ちょっと大袈裟に書きすぎてしまった点が1つ。

小瀬甫庵(おぜほあん)という人物が、信長→秀吉→家康という三代の天下取りレースという物語を“創作”し、先駆者である三好一族を「天下人」の系譜から外してしまったと書きました。しかし、彼の著作は『太閤記』『信長記』だけです。三代による天下取りレースという物語を“創作”という表現は、嘘ではないものの大袈裟すぎます。

誰かが統一政権を築かねばならなかったのは歴史的必然であり、愛知出身の三人がその中心人物となったのは偶然です(これが偶然という言葉で片付けられるかどうかは、人によって見解が相当わかれるでしょう)。

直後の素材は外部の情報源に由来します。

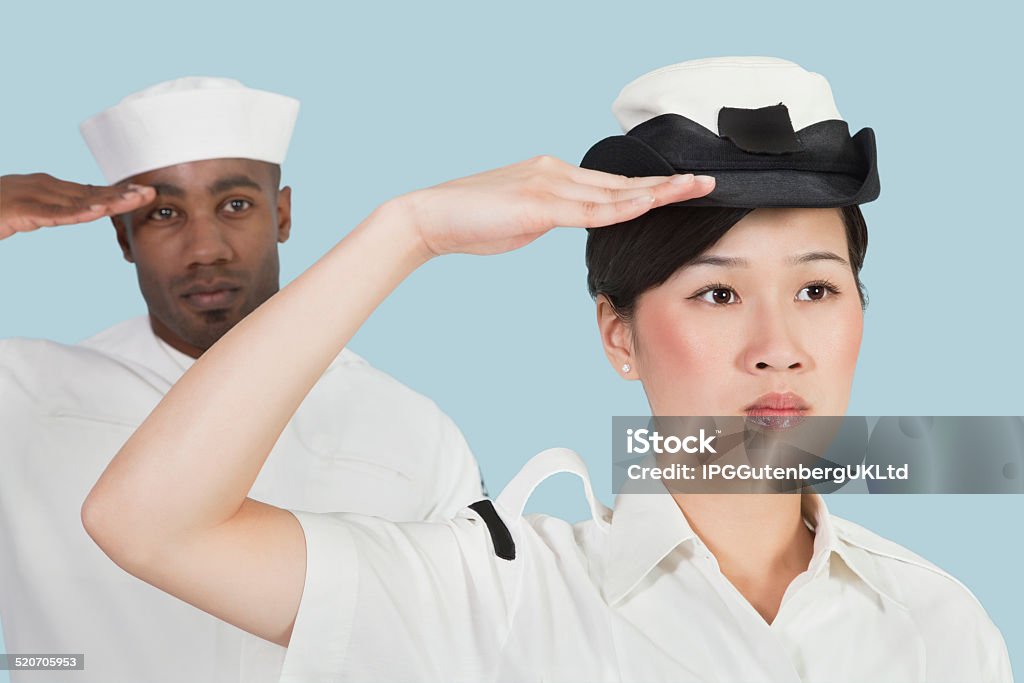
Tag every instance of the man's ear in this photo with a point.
(122, 229)
(616, 337)
(284, 213)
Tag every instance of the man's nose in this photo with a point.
(208, 242)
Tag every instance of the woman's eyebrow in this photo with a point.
(818, 256)
(798, 259)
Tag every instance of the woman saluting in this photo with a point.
(748, 303)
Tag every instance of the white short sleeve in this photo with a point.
(386, 601)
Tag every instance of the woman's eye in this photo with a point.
(814, 293)
(235, 206)
(720, 295)
(163, 213)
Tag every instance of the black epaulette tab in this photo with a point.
(500, 536)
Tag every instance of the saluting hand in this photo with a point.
(507, 208)
(38, 200)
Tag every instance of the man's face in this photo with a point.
(206, 249)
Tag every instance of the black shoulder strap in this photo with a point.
(500, 536)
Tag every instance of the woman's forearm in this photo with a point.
(194, 460)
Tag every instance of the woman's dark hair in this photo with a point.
(628, 259)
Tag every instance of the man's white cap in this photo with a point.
(699, 88)
(189, 119)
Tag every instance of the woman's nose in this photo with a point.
(775, 344)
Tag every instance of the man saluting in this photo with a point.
(198, 208)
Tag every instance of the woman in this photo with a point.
(763, 318)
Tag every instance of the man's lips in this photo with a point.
(217, 295)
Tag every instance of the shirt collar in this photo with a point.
(645, 527)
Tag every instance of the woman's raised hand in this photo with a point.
(507, 208)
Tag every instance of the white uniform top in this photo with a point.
(634, 596)
(359, 441)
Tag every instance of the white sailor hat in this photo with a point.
(767, 129)
(189, 119)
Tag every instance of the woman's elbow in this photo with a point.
(112, 526)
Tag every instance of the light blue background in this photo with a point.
(397, 96)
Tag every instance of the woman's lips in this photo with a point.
(777, 411)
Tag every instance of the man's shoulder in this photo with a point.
(58, 374)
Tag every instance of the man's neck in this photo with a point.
(759, 540)
(168, 337)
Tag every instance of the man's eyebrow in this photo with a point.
(735, 262)
(230, 182)
(165, 189)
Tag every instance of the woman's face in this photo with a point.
(772, 308)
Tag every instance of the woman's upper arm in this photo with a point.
(248, 571)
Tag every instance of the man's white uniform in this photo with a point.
(360, 441)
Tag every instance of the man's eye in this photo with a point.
(235, 206)
(163, 213)
(720, 295)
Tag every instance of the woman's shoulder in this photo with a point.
(911, 578)
(949, 616)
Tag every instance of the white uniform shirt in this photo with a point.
(360, 441)
(634, 596)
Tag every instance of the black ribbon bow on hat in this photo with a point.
(765, 130)
(758, 160)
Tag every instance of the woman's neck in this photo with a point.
(759, 540)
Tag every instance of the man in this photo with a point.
(195, 171)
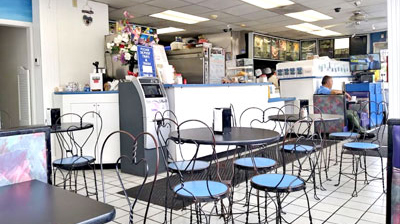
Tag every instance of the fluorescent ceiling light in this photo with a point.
(309, 16)
(342, 43)
(269, 4)
(325, 33)
(313, 29)
(169, 30)
(179, 17)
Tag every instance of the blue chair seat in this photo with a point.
(184, 166)
(201, 189)
(360, 146)
(298, 148)
(270, 181)
(343, 135)
(74, 161)
(259, 163)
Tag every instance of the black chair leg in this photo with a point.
(95, 183)
(355, 193)
(308, 206)
(340, 168)
(383, 174)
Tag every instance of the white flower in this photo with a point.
(127, 56)
(125, 37)
(118, 39)
(134, 48)
(110, 45)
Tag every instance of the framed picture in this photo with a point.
(326, 48)
(308, 47)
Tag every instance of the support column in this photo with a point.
(393, 10)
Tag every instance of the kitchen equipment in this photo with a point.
(199, 65)
(96, 81)
(53, 116)
(222, 122)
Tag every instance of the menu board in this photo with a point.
(308, 47)
(274, 49)
(282, 50)
(296, 51)
(289, 51)
(266, 47)
(258, 41)
(326, 48)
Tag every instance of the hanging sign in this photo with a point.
(146, 61)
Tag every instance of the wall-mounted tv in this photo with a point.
(365, 62)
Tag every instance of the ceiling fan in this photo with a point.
(358, 17)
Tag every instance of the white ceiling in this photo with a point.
(236, 12)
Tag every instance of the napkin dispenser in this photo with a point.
(222, 120)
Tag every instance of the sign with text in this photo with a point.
(146, 61)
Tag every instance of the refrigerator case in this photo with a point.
(202, 65)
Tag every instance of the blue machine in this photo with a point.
(373, 93)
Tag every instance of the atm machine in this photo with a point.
(139, 101)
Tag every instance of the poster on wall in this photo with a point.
(146, 61)
(282, 49)
(326, 48)
(289, 51)
(308, 47)
(274, 49)
(266, 48)
(296, 51)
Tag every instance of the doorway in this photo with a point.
(15, 100)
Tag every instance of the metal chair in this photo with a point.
(310, 130)
(74, 159)
(166, 122)
(280, 184)
(134, 162)
(358, 148)
(255, 117)
(199, 191)
(5, 119)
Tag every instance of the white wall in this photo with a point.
(13, 53)
(393, 7)
(68, 47)
(80, 45)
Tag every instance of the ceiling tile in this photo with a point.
(220, 4)
(170, 4)
(193, 9)
(242, 9)
(259, 15)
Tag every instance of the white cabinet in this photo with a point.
(106, 105)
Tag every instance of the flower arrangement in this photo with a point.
(124, 45)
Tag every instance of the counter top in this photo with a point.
(216, 85)
(279, 99)
(82, 92)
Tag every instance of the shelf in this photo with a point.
(240, 67)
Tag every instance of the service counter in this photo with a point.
(303, 88)
(197, 101)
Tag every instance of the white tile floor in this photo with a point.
(336, 205)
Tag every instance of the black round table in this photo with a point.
(296, 117)
(70, 126)
(237, 136)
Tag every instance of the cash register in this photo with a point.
(139, 101)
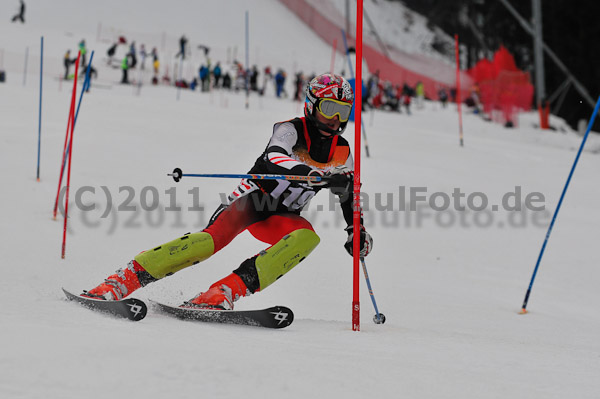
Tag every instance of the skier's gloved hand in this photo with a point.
(340, 179)
(366, 241)
(317, 173)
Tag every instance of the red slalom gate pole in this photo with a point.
(72, 122)
(458, 100)
(333, 50)
(357, 145)
(62, 163)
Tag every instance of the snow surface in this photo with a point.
(451, 290)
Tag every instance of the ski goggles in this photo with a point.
(329, 108)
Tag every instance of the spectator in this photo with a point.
(217, 74)
(443, 95)
(124, 68)
(67, 61)
(21, 15)
(420, 94)
(279, 83)
(155, 62)
(182, 47)
(204, 73)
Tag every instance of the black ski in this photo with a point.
(129, 308)
(273, 317)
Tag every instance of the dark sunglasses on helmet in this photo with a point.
(329, 107)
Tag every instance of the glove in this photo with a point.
(366, 241)
(340, 180)
(317, 173)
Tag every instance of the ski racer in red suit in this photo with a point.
(268, 209)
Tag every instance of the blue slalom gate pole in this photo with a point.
(362, 124)
(40, 108)
(247, 59)
(562, 196)
(379, 318)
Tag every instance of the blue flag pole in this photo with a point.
(362, 124)
(562, 196)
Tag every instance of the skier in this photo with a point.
(268, 209)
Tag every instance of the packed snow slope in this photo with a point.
(450, 282)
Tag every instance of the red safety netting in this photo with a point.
(502, 89)
(433, 74)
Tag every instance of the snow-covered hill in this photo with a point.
(450, 282)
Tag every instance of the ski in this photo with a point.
(273, 317)
(129, 308)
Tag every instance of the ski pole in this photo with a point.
(379, 318)
(178, 174)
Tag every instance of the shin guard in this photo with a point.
(177, 254)
(265, 268)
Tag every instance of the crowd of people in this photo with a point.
(234, 76)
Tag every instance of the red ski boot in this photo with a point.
(220, 295)
(118, 285)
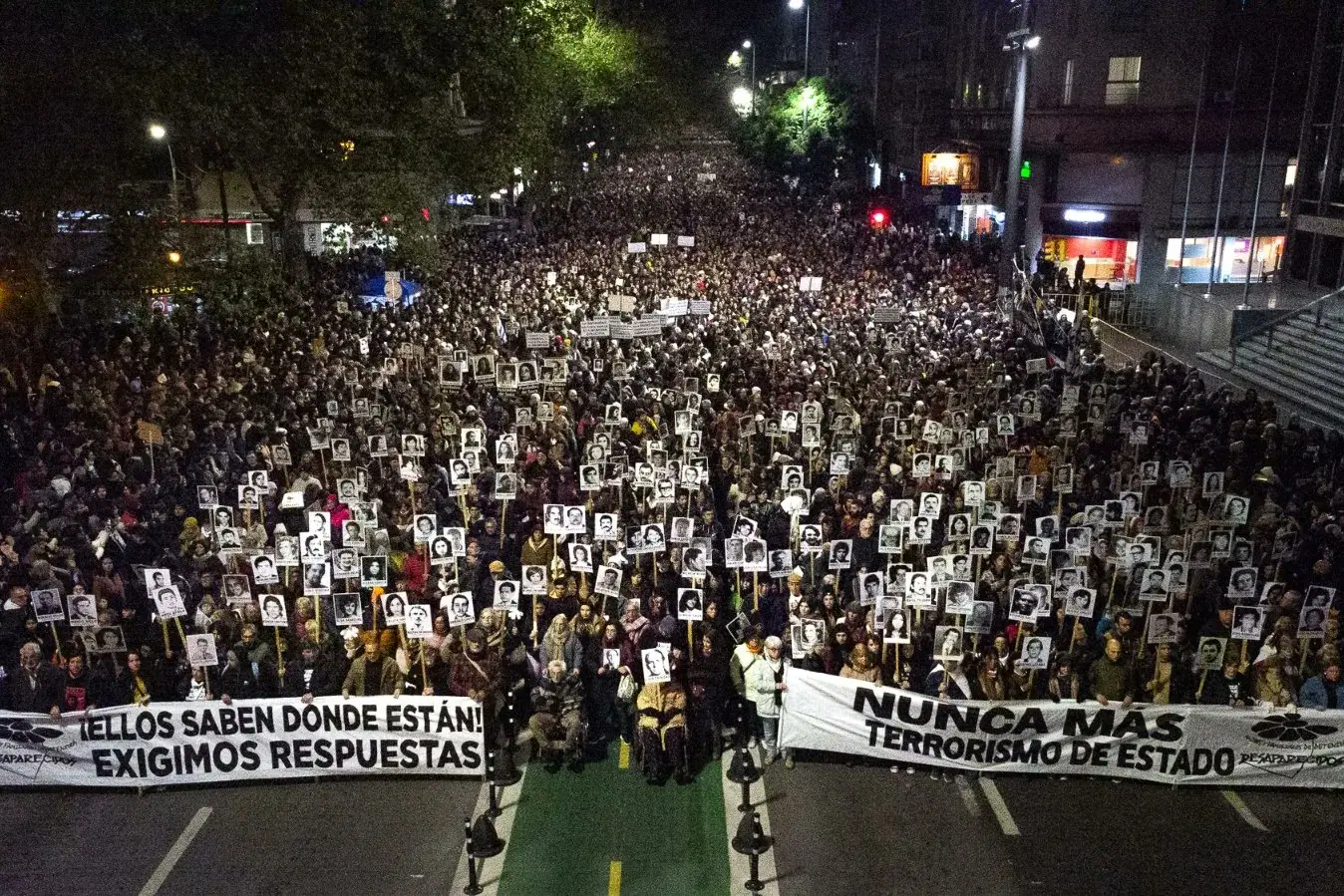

むしろ、三好長慶の力が衰えて畿内に政治的空白が生じたため、周辺の大名にチャンスが生まれ、それに乗じたのが信長だったというのが正確なところでしょう。

信長伝説の嘘はここにも書かれています。
より詳しくは『信長の戦争』(講談社学術文庫)に。

このレビューによってアマゾンで同書が3冊売れ、瞬間的に6万位から3百位までランキングが上がりました。


『偽装請負 格差社会の労働現場』 朝日新聞特別報道チーム著

こちらは追加することなし。
ただ反省として、結論がちょっと唐突すぎましたね。
こちらもアマゾンのランクは5百位くらいまで上昇。